Há artista que queremos que viva para sempre aqui na Terra. Um desejo pueril, é verdade. É como se fosse um totem, um farol de ilha. São seres que transbordam de talento, mas também perseguem o mais pleno domínio técnico e não negligencia da disciplina. Abigail Izquierdo Ferreira era uma dessas criaturas. Atriz, cantora, compositora e diretora, a nossa Bibi Ferreira partiu para outra dimensão no início da tarde desta quarta-feira (13/02), aos 96 anos. Ela descansava em seu apartamento no bairro do Flamengo, no Rio de Janeiro, quando sofreu uma parada cardíaca. Em setembro do ano passado, Bibi havia anunciado aposentadoria dos palcos – por conta de recomendações médicas – quando encerrou a turnê Por Toda a Minha Vida. Ela foi internada no ano passado em três ocasiões por conta de infecções oportunistas.

“Nunca pensei em parar. Essa palavra nunca fez parte do meu vocabulário, mas entender a vida é ser inteligente. Fui muito feliz com minha carreira. Me orgulho muito de tudo que fiz. Obrigada a todos que de alguma forma estiveram comigo, a todos a que me assistiram, a todos que me acompanharam por anos e anos. Muito obrigada!”

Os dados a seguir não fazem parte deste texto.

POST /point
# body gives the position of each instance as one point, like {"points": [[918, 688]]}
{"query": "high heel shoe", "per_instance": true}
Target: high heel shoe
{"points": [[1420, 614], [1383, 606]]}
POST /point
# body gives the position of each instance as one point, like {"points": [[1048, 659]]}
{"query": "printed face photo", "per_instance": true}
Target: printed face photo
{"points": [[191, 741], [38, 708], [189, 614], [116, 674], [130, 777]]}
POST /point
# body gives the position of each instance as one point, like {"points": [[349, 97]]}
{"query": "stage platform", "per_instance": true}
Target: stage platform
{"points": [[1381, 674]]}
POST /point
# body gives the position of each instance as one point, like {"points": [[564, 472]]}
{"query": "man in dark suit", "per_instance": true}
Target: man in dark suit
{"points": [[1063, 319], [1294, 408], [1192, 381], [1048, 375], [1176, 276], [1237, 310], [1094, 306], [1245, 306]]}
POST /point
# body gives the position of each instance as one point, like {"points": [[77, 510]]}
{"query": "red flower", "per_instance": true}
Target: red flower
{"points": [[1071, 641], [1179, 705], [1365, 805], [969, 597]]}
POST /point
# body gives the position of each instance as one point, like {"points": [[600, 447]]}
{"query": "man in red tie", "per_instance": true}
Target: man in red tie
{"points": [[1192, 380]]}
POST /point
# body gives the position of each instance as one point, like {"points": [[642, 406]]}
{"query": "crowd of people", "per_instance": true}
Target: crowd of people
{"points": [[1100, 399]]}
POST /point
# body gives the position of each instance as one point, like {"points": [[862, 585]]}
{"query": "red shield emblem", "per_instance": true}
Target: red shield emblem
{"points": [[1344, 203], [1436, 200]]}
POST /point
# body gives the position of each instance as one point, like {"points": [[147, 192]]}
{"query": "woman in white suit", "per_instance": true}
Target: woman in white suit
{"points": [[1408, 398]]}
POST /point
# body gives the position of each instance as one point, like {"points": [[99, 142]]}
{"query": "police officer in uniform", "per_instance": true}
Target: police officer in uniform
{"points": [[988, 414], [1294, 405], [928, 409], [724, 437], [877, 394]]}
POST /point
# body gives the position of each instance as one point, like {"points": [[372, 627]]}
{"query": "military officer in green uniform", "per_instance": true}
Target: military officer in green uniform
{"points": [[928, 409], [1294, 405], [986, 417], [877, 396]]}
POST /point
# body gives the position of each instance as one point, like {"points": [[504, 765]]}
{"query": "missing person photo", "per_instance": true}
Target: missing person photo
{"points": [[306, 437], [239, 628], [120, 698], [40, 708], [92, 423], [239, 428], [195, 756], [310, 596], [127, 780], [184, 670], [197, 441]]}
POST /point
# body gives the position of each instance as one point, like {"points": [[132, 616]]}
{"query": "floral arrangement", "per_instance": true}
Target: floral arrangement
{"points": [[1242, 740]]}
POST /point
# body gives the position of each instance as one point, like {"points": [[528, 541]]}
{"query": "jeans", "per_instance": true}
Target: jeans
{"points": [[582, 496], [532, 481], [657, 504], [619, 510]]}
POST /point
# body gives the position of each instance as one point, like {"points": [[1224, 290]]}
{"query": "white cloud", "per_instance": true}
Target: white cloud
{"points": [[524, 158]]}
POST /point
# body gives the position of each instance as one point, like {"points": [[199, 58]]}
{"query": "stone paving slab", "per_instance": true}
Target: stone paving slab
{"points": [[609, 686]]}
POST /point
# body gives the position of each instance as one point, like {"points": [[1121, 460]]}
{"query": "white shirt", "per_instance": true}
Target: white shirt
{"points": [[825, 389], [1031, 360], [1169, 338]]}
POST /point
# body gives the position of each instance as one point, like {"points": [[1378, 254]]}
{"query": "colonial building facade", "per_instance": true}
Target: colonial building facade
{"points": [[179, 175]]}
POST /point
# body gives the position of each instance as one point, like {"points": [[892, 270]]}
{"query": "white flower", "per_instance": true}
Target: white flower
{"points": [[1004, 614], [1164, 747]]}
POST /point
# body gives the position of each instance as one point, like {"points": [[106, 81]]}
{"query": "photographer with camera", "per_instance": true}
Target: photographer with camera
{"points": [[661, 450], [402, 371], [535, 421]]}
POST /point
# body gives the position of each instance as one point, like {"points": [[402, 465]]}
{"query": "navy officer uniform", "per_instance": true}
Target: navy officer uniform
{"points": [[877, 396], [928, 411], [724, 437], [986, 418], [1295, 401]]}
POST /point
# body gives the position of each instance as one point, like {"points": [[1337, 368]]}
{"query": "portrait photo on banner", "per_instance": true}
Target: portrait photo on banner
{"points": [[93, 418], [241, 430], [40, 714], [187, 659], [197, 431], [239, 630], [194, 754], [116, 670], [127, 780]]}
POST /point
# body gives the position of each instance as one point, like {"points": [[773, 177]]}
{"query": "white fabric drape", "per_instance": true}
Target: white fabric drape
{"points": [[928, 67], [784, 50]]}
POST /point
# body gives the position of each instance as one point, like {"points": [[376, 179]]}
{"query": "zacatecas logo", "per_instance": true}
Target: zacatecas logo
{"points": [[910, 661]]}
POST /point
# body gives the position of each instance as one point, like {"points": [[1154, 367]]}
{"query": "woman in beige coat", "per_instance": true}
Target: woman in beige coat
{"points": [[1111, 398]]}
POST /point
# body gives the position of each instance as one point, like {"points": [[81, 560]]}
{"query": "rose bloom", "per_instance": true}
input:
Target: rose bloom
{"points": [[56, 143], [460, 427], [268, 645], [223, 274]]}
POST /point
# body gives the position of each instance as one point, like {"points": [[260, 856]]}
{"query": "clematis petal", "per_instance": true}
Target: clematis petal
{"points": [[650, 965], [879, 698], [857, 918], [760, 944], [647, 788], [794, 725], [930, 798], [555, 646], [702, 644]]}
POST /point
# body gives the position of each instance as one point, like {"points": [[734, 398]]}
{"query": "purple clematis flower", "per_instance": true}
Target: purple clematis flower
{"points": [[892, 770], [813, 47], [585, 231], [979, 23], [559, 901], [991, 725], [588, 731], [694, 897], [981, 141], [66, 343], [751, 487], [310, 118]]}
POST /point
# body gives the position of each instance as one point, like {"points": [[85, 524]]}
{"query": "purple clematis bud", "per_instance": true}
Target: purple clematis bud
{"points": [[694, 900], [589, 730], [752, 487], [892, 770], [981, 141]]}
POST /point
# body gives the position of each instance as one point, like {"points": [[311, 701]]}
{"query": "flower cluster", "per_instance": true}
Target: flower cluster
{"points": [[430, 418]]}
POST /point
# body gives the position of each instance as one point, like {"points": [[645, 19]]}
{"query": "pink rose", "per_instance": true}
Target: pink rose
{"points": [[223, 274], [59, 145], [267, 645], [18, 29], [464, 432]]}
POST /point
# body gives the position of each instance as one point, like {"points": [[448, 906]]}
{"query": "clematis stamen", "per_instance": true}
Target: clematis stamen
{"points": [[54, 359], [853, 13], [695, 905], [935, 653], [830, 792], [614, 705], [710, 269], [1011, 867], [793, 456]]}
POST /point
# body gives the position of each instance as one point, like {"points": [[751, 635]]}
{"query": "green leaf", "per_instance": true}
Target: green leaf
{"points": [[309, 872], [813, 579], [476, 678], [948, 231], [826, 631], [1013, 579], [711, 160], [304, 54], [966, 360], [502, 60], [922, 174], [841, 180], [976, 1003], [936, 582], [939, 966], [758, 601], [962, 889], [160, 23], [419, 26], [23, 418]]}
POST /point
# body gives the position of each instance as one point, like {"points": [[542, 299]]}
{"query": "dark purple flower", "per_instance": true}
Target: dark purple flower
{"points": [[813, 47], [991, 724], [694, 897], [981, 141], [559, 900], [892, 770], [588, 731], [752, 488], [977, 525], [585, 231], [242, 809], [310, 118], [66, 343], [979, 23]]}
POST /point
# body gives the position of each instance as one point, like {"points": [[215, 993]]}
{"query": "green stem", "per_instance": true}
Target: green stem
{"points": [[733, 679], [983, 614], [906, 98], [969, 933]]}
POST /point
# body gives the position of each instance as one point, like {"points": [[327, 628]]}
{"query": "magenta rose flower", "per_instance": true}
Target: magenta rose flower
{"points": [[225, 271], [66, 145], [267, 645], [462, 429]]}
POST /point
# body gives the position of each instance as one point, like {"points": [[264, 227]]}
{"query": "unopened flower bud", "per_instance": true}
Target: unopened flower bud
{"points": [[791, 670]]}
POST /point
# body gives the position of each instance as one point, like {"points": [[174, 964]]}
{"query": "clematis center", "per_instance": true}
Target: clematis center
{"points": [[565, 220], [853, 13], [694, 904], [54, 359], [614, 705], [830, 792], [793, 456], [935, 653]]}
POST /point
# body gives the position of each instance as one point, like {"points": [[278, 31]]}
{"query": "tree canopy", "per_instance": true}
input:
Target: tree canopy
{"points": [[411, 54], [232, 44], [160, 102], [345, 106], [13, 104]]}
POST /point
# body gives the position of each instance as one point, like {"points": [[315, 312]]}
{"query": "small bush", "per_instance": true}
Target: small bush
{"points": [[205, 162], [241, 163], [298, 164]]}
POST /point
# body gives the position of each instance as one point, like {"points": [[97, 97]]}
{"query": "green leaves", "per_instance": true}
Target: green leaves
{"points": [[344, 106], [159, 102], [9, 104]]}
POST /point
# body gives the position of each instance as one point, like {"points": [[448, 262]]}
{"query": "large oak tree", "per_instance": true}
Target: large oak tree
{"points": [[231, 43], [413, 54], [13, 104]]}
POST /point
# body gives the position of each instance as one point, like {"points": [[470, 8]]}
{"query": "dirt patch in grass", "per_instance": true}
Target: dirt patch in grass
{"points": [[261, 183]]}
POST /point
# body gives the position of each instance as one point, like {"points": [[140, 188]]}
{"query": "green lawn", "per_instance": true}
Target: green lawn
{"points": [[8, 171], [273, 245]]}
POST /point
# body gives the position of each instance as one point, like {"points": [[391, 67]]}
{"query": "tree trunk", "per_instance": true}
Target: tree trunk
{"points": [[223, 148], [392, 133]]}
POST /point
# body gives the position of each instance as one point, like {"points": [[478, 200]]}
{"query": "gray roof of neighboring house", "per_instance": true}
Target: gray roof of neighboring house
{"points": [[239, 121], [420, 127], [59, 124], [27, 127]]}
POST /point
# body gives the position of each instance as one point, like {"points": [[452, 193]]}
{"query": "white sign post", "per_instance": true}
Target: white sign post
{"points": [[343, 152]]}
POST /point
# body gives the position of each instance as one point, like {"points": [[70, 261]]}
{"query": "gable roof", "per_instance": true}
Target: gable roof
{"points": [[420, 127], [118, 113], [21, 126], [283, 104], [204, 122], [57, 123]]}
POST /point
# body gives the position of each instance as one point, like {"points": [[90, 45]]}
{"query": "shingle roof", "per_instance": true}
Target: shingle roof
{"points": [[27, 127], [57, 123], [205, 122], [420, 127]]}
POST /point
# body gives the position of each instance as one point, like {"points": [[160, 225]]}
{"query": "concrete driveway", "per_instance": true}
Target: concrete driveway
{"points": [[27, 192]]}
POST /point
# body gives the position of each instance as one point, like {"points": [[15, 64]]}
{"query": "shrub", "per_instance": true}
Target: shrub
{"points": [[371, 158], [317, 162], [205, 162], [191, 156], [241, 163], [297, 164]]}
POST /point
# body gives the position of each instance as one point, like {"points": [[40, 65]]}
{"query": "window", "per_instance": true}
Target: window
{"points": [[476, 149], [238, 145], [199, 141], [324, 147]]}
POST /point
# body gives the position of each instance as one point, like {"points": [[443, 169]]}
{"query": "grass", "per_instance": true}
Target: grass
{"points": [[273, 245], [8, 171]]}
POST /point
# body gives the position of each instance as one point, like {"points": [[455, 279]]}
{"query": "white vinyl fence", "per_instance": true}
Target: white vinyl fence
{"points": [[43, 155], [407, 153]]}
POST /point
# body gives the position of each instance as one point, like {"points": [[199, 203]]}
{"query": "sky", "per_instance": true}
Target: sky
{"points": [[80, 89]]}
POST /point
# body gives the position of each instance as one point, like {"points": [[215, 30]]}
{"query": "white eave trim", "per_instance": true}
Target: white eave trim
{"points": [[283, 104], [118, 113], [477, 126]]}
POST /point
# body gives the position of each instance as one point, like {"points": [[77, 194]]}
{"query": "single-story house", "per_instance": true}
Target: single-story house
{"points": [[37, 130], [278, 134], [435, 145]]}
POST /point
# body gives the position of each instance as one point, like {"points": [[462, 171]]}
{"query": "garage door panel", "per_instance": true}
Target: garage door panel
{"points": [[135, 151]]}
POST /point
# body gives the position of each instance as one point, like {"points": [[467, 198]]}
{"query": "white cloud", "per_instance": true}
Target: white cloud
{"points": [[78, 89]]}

Bibi Ferreira anunciou sua aposentadoria em comunicado publicado em rede social, em 10 de setembro de 2018.

A professora e doutora em teatro Deolinda França de Vilhena, que foi produtora e secretária particular de Bibi, recebeu a notícia da morte em Paris e fez uma transmissão ao vivo pelo Facebook. Muito emocionada postou: “Graças a D’us eu estou no lugar certo! Estou na Cartoucherie de Vincennes, no Théâtre du Soleil, D’us sabe o que faz e a gente não sabe o que diz…”. Agradeceu: “Obrigada por tudo…te amarei eternamente! E sei que tenho mais um anjo da guarda a velar por mim!”. E pleiteou que “o velório de Bibi seja no palco do Teatro Municipal, o foyer é pequeno para a importância dela!”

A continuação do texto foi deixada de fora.